PCS — the framework for
analytical thinking questions
PCS stands for Problem, Cause, Solution. It's the clearest way to answer any question about how you think through a challenge — identifying what went wrong, why it happened, and what you did about it. One structure. Logical. Impossible to ramble with.
"Most people jump straight to the solution. That's the wrong order. The Cause is what separates a thoughtful answer from a shallow one. Define the problem, find the root cause — then your solution sounds inevitable, not lucky."
PCS4 situations where PCS works
Click each one to see the full structure and a model answer.
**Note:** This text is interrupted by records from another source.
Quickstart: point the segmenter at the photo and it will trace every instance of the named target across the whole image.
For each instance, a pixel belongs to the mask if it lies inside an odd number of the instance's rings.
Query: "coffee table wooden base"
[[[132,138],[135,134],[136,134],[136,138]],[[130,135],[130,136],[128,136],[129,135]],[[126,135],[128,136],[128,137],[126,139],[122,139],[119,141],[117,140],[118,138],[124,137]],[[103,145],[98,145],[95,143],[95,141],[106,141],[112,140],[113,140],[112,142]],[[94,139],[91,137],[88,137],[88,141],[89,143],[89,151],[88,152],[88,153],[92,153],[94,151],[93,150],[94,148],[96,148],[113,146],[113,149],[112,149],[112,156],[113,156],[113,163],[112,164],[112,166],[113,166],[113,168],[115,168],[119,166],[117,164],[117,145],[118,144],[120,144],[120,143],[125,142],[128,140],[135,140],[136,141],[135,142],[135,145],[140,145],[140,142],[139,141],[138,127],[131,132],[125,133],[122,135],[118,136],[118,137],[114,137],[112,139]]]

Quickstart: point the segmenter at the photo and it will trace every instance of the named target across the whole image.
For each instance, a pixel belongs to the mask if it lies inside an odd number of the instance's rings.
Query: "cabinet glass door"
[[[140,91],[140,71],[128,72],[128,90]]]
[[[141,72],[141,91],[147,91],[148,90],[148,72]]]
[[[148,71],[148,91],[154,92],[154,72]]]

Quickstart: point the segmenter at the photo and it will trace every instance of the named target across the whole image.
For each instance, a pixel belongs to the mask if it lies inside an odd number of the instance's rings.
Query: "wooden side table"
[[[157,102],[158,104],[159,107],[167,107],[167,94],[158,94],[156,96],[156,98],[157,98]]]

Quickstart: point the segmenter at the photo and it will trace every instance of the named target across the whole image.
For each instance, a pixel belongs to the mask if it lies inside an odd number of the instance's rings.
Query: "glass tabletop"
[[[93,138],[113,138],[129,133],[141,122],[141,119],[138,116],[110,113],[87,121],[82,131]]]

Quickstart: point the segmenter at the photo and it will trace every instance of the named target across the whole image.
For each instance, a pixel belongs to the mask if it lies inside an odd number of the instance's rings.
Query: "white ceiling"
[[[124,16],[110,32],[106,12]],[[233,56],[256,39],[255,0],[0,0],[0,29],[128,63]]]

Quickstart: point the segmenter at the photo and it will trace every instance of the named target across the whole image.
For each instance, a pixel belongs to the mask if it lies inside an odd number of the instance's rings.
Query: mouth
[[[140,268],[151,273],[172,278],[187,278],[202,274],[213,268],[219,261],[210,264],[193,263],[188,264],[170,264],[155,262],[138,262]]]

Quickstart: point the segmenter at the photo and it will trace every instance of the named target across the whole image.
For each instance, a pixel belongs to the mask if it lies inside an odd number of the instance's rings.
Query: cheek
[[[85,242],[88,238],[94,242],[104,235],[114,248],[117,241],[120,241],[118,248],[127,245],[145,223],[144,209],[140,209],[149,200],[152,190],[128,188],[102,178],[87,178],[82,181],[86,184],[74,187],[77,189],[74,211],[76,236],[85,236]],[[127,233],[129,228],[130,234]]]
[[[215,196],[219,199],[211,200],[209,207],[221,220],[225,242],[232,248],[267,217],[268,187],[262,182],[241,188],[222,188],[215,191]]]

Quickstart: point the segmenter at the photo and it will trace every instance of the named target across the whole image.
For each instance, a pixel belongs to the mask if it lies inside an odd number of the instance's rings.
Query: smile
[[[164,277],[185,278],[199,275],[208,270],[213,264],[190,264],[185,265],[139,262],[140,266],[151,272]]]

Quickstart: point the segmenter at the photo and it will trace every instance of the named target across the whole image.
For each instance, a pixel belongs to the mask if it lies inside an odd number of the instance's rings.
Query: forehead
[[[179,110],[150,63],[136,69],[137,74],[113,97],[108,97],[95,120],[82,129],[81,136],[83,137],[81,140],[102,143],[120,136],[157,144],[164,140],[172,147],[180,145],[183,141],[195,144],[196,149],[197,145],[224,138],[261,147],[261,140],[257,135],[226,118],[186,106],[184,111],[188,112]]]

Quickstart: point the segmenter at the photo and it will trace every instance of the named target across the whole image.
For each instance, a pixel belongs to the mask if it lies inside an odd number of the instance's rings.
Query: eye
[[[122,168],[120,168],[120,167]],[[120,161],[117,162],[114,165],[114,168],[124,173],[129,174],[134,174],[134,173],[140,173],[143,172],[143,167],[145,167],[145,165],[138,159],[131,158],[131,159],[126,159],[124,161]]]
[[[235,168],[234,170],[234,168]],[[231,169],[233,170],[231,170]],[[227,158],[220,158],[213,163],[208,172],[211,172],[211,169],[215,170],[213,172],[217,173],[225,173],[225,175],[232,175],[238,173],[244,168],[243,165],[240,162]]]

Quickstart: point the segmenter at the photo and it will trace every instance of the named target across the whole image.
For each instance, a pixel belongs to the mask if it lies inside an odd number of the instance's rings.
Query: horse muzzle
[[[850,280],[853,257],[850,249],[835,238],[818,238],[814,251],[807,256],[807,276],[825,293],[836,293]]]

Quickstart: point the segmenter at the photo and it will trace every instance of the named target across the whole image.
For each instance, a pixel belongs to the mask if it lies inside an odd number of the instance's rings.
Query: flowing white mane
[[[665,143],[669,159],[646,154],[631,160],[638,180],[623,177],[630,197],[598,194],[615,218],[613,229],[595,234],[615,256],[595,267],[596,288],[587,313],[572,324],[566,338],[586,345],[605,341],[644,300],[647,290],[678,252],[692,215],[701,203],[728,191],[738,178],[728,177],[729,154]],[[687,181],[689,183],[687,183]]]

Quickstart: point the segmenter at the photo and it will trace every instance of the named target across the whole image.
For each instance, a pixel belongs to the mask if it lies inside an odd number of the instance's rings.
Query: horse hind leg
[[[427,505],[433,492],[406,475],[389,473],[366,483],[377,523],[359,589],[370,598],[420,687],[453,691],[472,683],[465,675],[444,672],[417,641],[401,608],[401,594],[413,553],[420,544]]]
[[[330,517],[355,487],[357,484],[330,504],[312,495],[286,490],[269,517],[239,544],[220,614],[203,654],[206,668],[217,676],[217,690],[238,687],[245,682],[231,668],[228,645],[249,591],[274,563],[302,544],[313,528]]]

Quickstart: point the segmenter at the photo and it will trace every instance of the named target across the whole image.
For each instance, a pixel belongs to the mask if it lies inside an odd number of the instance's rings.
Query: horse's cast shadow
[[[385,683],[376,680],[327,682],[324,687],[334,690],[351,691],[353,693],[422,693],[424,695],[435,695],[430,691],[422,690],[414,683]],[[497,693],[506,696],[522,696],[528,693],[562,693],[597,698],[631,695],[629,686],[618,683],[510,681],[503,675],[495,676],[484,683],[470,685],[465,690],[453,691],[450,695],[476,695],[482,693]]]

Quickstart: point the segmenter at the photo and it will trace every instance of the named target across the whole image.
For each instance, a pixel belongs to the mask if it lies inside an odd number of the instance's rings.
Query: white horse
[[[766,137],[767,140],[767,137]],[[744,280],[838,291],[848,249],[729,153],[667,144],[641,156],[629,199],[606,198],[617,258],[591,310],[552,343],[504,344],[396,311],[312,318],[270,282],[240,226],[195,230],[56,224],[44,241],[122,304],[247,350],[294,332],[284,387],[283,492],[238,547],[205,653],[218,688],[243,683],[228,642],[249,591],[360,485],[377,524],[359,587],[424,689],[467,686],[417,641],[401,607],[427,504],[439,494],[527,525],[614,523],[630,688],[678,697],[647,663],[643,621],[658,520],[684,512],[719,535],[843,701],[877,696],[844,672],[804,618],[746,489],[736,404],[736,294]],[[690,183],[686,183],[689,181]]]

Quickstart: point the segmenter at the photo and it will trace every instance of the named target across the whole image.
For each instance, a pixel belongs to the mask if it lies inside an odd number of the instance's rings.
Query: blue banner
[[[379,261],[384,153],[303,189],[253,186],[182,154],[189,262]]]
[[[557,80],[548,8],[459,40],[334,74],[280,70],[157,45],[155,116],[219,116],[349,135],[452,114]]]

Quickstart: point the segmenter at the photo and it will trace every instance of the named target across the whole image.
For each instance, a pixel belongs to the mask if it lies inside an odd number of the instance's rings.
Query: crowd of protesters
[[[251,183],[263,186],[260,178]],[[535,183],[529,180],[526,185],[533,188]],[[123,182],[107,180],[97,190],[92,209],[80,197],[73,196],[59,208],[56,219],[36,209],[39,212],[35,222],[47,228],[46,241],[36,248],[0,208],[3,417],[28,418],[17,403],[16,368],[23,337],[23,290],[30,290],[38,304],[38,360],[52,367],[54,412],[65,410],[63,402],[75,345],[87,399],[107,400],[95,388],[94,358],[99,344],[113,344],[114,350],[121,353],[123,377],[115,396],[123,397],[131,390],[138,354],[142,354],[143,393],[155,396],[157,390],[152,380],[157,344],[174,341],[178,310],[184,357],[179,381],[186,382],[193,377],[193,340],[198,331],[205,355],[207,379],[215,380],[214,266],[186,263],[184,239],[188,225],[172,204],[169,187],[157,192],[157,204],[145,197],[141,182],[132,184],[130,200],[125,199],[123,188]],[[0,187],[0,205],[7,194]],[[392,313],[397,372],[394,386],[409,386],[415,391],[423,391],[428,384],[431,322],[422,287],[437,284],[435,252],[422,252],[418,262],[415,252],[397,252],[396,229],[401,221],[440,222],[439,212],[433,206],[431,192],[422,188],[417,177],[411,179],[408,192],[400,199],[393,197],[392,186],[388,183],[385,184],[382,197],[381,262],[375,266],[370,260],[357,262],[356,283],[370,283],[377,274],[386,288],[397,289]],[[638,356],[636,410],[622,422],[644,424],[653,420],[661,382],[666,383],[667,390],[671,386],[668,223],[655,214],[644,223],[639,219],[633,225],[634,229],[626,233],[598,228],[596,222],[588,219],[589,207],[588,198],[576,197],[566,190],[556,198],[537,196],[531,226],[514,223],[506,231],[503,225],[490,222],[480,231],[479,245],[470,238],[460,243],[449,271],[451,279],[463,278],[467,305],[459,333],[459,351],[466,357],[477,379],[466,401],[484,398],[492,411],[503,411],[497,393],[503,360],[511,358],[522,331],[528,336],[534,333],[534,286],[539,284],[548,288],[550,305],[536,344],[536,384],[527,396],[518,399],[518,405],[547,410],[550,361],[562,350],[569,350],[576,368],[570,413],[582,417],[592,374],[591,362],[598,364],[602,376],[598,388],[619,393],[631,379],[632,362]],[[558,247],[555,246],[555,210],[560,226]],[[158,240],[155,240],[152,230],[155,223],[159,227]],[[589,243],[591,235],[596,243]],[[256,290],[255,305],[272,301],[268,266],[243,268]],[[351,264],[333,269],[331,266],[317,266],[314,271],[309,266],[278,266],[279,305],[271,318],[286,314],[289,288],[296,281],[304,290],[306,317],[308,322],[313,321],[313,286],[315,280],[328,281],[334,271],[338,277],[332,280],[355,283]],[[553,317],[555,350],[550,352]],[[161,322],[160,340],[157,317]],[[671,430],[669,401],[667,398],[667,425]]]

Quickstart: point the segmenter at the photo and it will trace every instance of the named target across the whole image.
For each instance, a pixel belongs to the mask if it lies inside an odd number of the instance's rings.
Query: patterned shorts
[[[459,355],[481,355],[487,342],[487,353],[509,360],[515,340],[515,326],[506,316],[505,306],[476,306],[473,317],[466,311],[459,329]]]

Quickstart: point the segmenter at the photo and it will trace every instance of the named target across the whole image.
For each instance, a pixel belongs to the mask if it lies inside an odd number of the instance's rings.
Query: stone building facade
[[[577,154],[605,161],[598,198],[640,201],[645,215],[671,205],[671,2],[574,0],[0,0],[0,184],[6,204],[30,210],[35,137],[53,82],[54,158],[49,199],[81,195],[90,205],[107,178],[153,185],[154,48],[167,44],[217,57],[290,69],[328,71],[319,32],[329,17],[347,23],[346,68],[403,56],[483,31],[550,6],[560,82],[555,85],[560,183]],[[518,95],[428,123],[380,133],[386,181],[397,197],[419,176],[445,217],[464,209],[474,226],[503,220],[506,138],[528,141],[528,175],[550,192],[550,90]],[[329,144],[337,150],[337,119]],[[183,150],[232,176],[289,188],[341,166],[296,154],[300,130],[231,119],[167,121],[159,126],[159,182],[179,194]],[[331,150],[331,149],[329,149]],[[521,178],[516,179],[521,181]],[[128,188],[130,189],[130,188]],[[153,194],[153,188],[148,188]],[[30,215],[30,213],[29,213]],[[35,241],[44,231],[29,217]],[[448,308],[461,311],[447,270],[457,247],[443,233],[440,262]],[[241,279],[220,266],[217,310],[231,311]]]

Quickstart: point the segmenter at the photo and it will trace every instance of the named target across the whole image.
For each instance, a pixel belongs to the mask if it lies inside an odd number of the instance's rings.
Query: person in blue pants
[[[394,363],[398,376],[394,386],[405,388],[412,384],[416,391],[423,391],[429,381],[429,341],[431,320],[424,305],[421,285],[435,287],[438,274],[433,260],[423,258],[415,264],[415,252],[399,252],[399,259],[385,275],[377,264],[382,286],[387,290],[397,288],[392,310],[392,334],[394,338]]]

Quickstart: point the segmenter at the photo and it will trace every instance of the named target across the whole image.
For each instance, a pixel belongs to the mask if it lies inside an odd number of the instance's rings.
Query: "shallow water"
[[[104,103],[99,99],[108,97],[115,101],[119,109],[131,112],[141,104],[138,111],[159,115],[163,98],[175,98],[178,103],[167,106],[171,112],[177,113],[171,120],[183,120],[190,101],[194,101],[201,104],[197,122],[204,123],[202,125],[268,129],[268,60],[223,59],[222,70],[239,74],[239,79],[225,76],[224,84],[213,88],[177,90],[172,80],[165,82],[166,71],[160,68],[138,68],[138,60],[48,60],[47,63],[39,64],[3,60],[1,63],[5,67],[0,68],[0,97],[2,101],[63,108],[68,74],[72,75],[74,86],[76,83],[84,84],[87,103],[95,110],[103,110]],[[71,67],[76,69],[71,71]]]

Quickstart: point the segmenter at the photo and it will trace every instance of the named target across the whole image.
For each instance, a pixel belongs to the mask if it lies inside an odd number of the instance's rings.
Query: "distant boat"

My students were consistently failing oral assessments — not because they lacked knowledge, but because they froze when they had to speak. Low scores, low confidence, same pattern every term. The root cause wasn't vocabulary or grammar — it was that they had almost no structured speaking practice between lessons. They were being tested on a skill they never got to rehearse. I built a free speaking drill tool — scenario cards with a timer and a framework on each. Students could practise alone, any time, no pressure. Within one term, oral scores improved across the board.
Our team spent the first 20 minutes of every Monday going over updates everyone already had. By the time we reached decisions, people were disengaged. The cause was that we had no shared system before the meeting. Everyone arrived without a common baseline, so the meeting became the place information was distributed rather than discussed. I introduced a simple weekly update doc — five bullets per person, shared every Friday. Meetings dropped from 90 minutes to under an hour and became genuinely productive.
When I moved to Bangkok I had no network at all. The isolation was real — after a few weeks it started affecting my energy and focus at work. The core cause was that I was waiting for connections to happen naturally, the way they do in familiar environments. Abroad, that passive approach doesn't work. I hadn't actively created the conditions for connection. I set a rule — say yes to every social invitation for three months. I also started a free online English conversation club on Zoom to meet people through something I was already confident at. Bangkok became home.
First I'd define what "dropped" means — participation, homework, scores, or just the energy in the room. Engagement is broad, and the right fix depends on which specific behaviour changed. Then I'd look for the root cause before acting. Is the content the wrong level? Did something change in the class dynamic? I'd talk to a few students informally and observe patterns before drawing a conclusion. Once I understood the cause, I'd match the solution to it. Content too passive — add interactive activities. Confidence issue — reduce pressure, create low-stakes moments. The solution only makes sense after you understand the cause.
3 things to remember when using PCS
Anyone can describe a problem. Anyone can name a solution. What separates a strong answer from a weak one is the Cause — showing you understand why something happened. This is where analytical thinking lives. Spend more time here than anywhere else.
"The system was broken" is not a cause — it's a symptom. Ask yourself: why was it broken? Who or what created the conditions for it to fail? The real cause is usually one step behind what's obvious. When you find it, your solution automatically sounds more credible.
"What would you do if..." questions are answered brilliantly with PCS. Define the problem clearly first, explain what you'd investigate as the cause, then describe your solution approach. It shows structured thinking — exactly what analytical questions are testing for.
What goes in each part
What was wrong — defined clearly
Name the issue specifically. Include the impact — what was affected and how badly. One or two sentences is enough.
Why it happened — root level
Go deeper than the obvious. Explain the underlying reason, not just the symptom. This is where your thinking shows.
What you did — specific and with results
Describe your exact actions. Include what changed as a result. Numbers and outcomes make your solution sound real, not theoretical.
Now practise PCS
out loud.
Pick a real problem you've solved and walk through it using PCS. Aim for 90 seconds.